En 1916, Jiménez asumió el cargo de director literario de nuevas ediciones de Editorial Calleja. Allí se creó además una colección dedicada a sus obras, en la que aparecieron sus poemarios Estío (1916) y Sonetos espirituales (1917), y la edición completa de Platero y yo (1917), acompañada por un prólogo del autor.

El éxito de esta nueva edición le sugirió al poeta la posibilidad de expandir su obra, para lo cual escribió algunos capítulos adicionales en los años posteriores. También se planteó crear una secuela, Otra vida de Platero, que jamás llegó a publicar.

En esta etapa, se produjo una renovación estética del lenguaje de Jiménez, que él mismo bautizó como “poesía desnuda”, es decir, el intento por dar con poemas esenciales, puros, despojados de la floritura modernista.

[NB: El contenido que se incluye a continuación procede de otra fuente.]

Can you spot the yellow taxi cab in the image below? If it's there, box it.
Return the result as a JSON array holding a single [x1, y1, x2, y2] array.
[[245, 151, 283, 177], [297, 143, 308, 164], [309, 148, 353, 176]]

En su escritura de esos años, la anécdota se reduce al mínimo, se rompe con las estrofas regulares, se abraza el verso libre y sus textos se tornan más herméticos y elípticos. Esto permitió que a partir de 1918 su obra formase parte de diferentes movimientos de renovación poética y fuera, más adelante, tremendamente influyente para la generación del 27.

Jiménez también emprendió, junto a su mujer, la traducción de numerosos autores anglosajones y franceses, entre los que tuvieron especial relevancia los sonetos de William Shakespeare (1564-1616). Además, en esos años aparecieron nuevas obras poéticas: Piedra y cielo (1919), cuyo eje es la reflexión sobre el oficio poético, un tema que acompañará su obra en adelante; y luego Segunda antología poética (1922), Poesía (1923) y Belleza (1923).

Por otro lado, tras la muerte de Rubén Darío en 1916, Jiménez se propuso contribuir lo más posible a la formación de las generaciones venideras. Para eso, fundó revistas, como Actualidad y Futuro junto a José Ortega y Gasset (1883-1955) y Ramón Pérez de Ayala (1880-1962), y colaboró con otras, como Horizonte y Reflector.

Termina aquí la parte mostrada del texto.